トランプ氏は、報道陣に公開された首脳会談の冒頭、「ステップアップ」というフレーズを多用し、日本側の支援への期待をにじませた。「必要な時に役割を果たす」という意味もあるとされ、トランプ氏がイラン情勢をめぐり日本の支援に強い期待を示していることの裏返しとの分析もあり、会談の重要なキーワードの1つとされている。

山添氏に、首脳会談における「ステップアップ」というワードの意味を問われた高市首相だったが、会談に同席した茂木敏充外相がまず答弁に立ち、「今まで以上に、ということを指すと考えます」と、一般論で回答。山添氏は「日本語訳を聴いたのではない。踏み込んで対応しようとしている、期待したいと。(トランプ氏は)『踏み込んで』ということを何度も述べていた」とした上で、「会談の中で(具体的な意味を)確認しましたか」と再度、高市首相に問うた。

これに対し、高市首相は「『ステップアップ』という表現がどこで出てきたのか。
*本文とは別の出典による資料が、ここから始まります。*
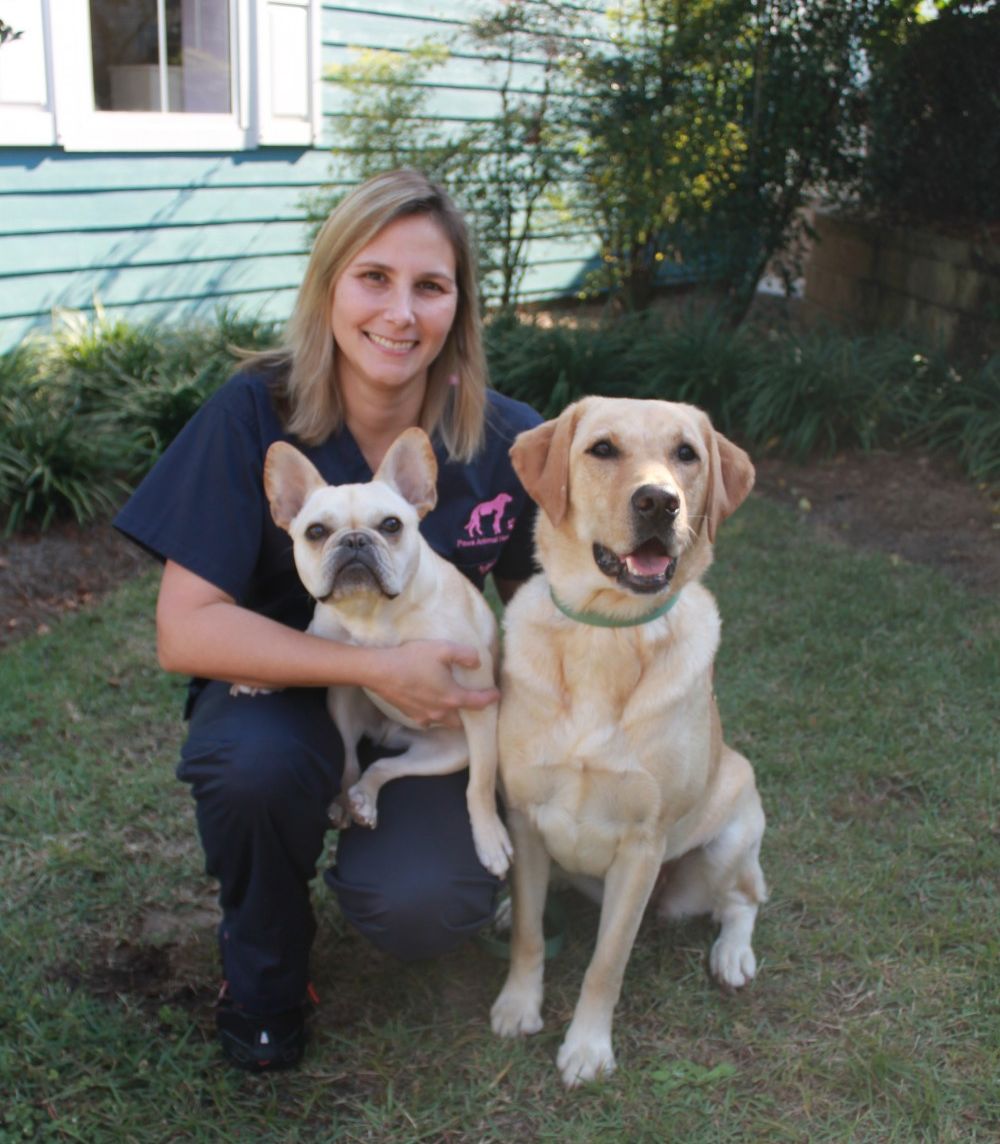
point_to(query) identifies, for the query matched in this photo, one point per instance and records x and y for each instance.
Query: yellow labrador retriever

えーと、どの分野のところで出てきたのか、ご通告がなかったので思い出せません」と述べた上で、「(会談は)割と、日米同盟の質を高めるという議論だった。経済安全保障も含めたもので、今、マーケットを落ち着かせる、そのための方法を持ってきたと、私は冒頭発言でも申し上げた。そういった話に時間もかなり割いたということでございます」と、かみ合わない内容で答弁した。
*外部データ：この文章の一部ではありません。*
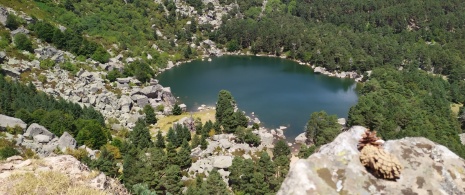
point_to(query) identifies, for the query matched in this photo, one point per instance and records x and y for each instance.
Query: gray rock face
(462, 138)
(42, 138)
(429, 168)
(222, 162)
(6, 121)
(36, 129)
(11, 72)
(225, 143)
(66, 141)
(266, 138)
(3, 15)
(301, 139)
(19, 30)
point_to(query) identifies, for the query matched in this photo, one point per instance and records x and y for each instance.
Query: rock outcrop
(6, 121)
(54, 175)
(428, 168)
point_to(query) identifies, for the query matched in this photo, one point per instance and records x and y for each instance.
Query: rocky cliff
(429, 168)
(62, 174)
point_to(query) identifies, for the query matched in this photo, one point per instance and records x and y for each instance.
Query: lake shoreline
(316, 69)
(272, 100)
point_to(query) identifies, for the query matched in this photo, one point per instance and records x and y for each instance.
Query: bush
(68, 66)
(113, 75)
(160, 108)
(101, 55)
(42, 78)
(23, 43)
(8, 151)
(47, 64)
(177, 110)
(12, 22)
(14, 130)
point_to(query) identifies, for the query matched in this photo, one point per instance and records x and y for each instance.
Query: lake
(280, 92)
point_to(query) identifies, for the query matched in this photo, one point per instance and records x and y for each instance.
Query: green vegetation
(149, 112)
(58, 116)
(177, 110)
(225, 115)
(22, 42)
(408, 103)
(322, 128)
山添氏は「踏み込んだ対応を期待していると。踏み込んで。ステップアップ。これは会談冒頭で、何度もトランプ大統領が触れている言葉だった。その意味について総理が認識していないのであれば、緊密に連携とおっしゃっているが、首脳会談のその場ですら認識が共通されていなかったということになるんじゃないですか」と、皮肉まじりにただした。